Elsewhere, the Moramgadda Hindu Smashanavatika, as at Panjagutta, is a firewood- only cremation facility. All its six cremation blocks are full, with six to eight bodies being cremated each day.
Akash, one of the employees, says: “We have been asking people to take the bodies somewhere else because we have no space. All pyres are full for most part. We are helpless. There are also times when we have shortage of firewood, which delays cremations by four to six hours.”
He adds: “Each body takes six to seven hours to be burnt. We charge Rs6,000 to Rs7,000 per cremation.”
The Bansilalpet crematorium is much busier. It handles 10 or 12 bodies a day. “We are helpless and tell the families to go and try elsewhere,” says its handlers.
At the Daira Hazrat Meer Mohammed Momin Qibla Astrabadi, also known as Meer Momin Sabh Daira -- a Shia graveyard at Sultan Shahi, Mogulpura -- it has been a very busy month from around April 13. The graveyard’s joint secretary Syed Hameed Hussain Jaffery says, “From April 13, there have been close to 200 burials here so far. The workers have been at it round-the-clock, even burying bodies till around 2am after the ritual bath and prayers.”
“We have 20 of our staff deployed for digging the graves and some 30 persons including five women for bathing the bodies. All of them are working voluntarily, understanding how tough it is for families losing their loved ones in this pandemic.”

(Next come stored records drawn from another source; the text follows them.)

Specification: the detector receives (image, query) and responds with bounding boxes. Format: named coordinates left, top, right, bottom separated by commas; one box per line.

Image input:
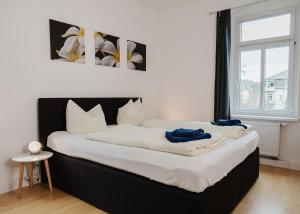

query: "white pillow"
left=134, top=98, right=143, bottom=112
left=117, top=99, right=145, bottom=126
left=66, top=100, right=107, bottom=134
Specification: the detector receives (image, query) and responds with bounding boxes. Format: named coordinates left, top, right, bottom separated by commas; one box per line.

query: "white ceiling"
left=135, top=0, right=199, bottom=11
left=134, top=0, right=270, bottom=12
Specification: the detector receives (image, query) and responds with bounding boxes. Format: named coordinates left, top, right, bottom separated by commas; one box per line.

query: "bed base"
left=41, top=147, right=259, bottom=214
left=38, top=98, right=259, bottom=214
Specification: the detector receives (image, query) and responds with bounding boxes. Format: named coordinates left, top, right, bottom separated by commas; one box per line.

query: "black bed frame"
left=38, top=98, right=259, bottom=214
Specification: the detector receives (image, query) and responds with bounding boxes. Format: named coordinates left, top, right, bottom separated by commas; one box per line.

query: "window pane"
left=240, top=50, right=261, bottom=110
left=264, top=46, right=289, bottom=110
left=241, top=14, right=291, bottom=42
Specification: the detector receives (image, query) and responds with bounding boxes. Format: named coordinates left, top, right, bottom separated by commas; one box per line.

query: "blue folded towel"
left=211, top=119, right=247, bottom=129
left=165, top=128, right=211, bottom=143
left=172, top=128, right=204, bottom=138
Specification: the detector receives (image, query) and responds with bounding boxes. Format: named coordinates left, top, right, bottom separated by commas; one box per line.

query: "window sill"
left=231, top=114, right=299, bottom=122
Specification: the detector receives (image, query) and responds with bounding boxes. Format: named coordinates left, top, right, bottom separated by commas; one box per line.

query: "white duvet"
left=86, top=125, right=224, bottom=156
left=47, top=130, right=259, bottom=193
left=143, top=119, right=252, bottom=138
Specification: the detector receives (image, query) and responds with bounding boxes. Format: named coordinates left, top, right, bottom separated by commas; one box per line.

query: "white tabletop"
left=12, top=151, right=53, bottom=163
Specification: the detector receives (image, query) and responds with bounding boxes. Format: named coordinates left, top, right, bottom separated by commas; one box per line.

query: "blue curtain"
left=214, top=9, right=231, bottom=120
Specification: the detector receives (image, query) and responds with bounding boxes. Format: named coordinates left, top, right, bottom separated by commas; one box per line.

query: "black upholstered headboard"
left=38, top=97, right=139, bottom=147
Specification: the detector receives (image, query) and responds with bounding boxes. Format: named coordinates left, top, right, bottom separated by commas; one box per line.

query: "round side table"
left=12, top=151, right=53, bottom=198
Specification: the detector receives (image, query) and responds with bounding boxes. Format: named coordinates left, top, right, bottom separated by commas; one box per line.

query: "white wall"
left=280, top=1, right=300, bottom=171
left=157, top=0, right=300, bottom=170
left=1, top=0, right=300, bottom=195
left=0, top=0, right=161, bottom=194
left=157, top=0, right=253, bottom=120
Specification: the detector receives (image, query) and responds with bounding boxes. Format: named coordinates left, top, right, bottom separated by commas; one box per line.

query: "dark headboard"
left=38, top=97, right=139, bottom=147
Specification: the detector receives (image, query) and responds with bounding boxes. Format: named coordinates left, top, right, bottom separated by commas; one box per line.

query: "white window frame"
left=231, top=8, right=297, bottom=120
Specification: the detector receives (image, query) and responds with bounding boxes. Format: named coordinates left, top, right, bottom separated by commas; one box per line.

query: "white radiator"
left=243, top=120, right=281, bottom=158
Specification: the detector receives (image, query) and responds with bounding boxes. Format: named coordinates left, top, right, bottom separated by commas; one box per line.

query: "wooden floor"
left=0, top=165, right=299, bottom=214
left=233, top=165, right=300, bottom=214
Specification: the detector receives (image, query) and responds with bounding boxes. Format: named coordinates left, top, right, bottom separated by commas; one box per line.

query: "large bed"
left=38, top=97, right=259, bottom=214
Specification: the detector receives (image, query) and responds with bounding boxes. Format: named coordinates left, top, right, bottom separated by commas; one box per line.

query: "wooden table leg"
left=44, top=159, right=53, bottom=191
left=28, top=163, right=33, bottom=187
left=18, top=163, right=25, bottom=199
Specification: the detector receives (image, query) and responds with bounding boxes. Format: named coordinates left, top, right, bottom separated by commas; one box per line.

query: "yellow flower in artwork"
left=127, top=40, right=143, bottom=69
left=101, top=39, right=120, bottom=68
left=56, top=26, right=85, bottom=63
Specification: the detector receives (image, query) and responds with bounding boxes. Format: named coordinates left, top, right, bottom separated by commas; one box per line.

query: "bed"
left=38, top=97, right=259, bottom=214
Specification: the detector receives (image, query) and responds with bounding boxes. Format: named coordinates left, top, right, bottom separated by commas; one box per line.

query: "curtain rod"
left=209, top=0, right=270, bottom=15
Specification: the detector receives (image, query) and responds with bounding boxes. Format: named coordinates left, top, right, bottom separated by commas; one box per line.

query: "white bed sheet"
left=47, top=131, right=258, bottom=193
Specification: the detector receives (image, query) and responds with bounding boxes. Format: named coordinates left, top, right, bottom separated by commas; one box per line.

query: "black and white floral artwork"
left=49, top=19, right=85, bottom=64
left=95, top=32, right=120, bottom=68
left=127, top=40, right=146, bottom=71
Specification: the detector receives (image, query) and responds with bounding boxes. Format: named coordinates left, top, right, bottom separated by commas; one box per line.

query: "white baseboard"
left=0, top=178, right=29, bottom=195
left=260, top=158, right=300, bottom=171
left=289, top=161, right=300, bottom=171
left=260, top=158, right=289, bottom=168
left=0, top=175, right=40, bottom=195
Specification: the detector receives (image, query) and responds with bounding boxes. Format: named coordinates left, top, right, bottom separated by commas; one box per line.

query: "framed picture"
left=95, top=32, right=120, bottom=68
left=49, top=19, right=85, bottom=64
left=127, top=40, right=146, bottom=71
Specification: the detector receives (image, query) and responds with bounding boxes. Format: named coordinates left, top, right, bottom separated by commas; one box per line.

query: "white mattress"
left=47, top=131, right=258, bottom=193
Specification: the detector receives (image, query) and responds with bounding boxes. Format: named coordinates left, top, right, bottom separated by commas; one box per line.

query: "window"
left=266, top=93, right=273, bottom=103
left=240, top=14, right=291, bottom=42
left=232, top=9, right=296, bottom=118
left=266, top=82, right=274, bottom=88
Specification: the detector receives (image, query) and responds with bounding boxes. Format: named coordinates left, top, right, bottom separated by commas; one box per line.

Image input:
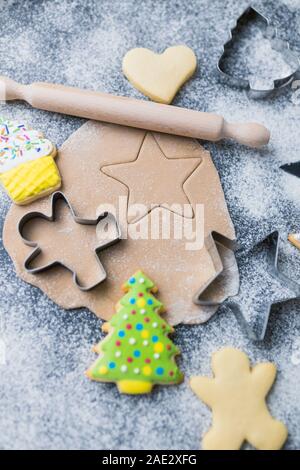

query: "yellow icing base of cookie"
left=0, top=156, right=61, bottom=205
left=117, top=380, right=153, bottom=394
left=84, top=371, right=153, bottom=394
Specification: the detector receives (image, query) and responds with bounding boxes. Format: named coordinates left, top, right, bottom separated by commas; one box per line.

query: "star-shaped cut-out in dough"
left=101, top=133, right=201, bottom=223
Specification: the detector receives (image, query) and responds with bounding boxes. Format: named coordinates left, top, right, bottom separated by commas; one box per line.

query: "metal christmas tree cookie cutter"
left=18, top=191, right=121, bottom=291
left=217, top=6, right=300, bottom=99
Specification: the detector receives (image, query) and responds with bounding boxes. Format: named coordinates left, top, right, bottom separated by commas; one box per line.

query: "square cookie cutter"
left=217, top=6, right=300, bottom=99
left=18, top=191, right=121, bottom=291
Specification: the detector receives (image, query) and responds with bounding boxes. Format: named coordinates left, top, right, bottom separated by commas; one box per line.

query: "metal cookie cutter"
left=194, top=231, right=239, bottom=306
left=227, top=231, right=300, bottom=341
left=217, top=6, right=300, bottom=99
left=18, top=191, right=121, bottom=291
left=197, top=231, right=300, bottom=340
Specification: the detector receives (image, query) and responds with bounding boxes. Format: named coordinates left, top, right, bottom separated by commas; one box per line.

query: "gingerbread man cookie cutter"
left=18, top=191, right=121, bottom=291
left=217, top=6, right=300, bottom=99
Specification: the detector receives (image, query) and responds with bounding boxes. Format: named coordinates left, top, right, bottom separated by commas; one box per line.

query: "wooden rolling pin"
left=0, top=76, right=270, bottom=147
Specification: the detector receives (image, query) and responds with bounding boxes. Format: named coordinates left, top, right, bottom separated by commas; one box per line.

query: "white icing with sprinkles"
left=0, top=117, right=55, bottom=173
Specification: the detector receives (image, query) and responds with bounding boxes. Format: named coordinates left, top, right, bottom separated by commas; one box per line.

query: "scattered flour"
left=291, top=336, right=300, bottom=365
left=282, top=0, right=300, bottom=11
left=0, top=0, right=299, bottom=450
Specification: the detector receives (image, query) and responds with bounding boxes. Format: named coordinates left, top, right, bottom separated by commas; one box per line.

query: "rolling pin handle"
left=222, top=121, right=270, bottom=148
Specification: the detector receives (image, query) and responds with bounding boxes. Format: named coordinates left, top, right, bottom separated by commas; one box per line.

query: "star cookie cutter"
left=18, top=191, right=121, bottom=291
left=227, top=231, right=300, bottom=341
left=197, top=231, right=300, bottom=340
left=217, top=6, right=300, bottom=99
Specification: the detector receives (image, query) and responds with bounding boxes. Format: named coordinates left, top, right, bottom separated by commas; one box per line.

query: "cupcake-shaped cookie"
left=0, top=117, right=61, bottom=205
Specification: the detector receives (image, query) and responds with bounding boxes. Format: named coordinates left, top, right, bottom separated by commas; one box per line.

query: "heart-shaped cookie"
left=122, top=45, right=197, bottom=104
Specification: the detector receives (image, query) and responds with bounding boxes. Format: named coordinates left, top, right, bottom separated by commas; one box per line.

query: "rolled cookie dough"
left=3, top=121, right=237, bottom=325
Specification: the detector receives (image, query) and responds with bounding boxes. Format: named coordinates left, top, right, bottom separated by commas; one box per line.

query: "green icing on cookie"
left=86, top=270, right=183, bottom=394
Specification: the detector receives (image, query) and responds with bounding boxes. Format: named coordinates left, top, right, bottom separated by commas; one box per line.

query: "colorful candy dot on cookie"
left=143, top=366, right=152, bottom=376
left=154, top=342, right=164, bottom=353
left=122, top=45, right=197, bottom=104
left=190, top=347, right=288, bottom=450
left=137, top=298, right=146, bottom=308
left=0, top=117, right=61, bottom=204
left=86, top=270, right=183, bottom=394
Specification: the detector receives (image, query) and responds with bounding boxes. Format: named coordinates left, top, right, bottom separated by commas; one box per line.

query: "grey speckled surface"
left=0, top=0, right=300, bottom=450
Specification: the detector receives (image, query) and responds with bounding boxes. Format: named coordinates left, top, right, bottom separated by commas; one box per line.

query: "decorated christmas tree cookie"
left=86, top=270, right=184, bottom=394
left=0, top=117, right=61, bottom=204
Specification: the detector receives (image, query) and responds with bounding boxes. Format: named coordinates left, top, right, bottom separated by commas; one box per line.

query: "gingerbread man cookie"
left=190, top=347, right=288, bottom=450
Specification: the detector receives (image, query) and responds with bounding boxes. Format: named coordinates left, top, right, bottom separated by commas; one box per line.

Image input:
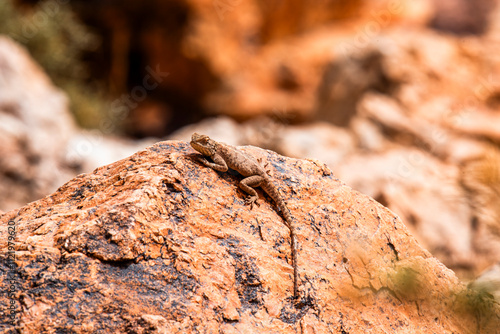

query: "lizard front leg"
left=239, top=175, right=264, bottom=209
left=197, top=154, right=228, bottom=172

Jaffery adds: “The same situation exists in other graveyards too. Fewer people are accompanying the bodies in these times. In many cases, even when a person died from Covid, the families are not revealing this and claim it was a natural death. This has happened at the Daira here. Some of those helping with the burials have been infected with the disease as a result.”
For Covid19, its victims cut across religions and all classes of the society. At the Bhoiguda Christian graveyard, around 10 bodies arrive daily. At the Narayanaguda cemetery, there is a regular arrival of casket-bearing bodies. Families of Catholic and Protestant denominations are using the cemetery.
Stated Jakarigari Shanti Kumar, a mason at the cemetery, “Earlier, it used to be one or two, or at the most some three bodies a day. Now we get six to eight. For the ones who pass away from Covid, their burials are taking place at Dundigal, Balapur and Ghatkesar.”
Senior mason, Matheri Raju, says: “The cause of death is being misrepresented by some families. They manage to get certificates from some doctors saying the person died of natural causes. Burial is allowed here only if the deceased did not die of Covid. But on account of people who lie about the cause, there is constant fear among us of catching the disease.”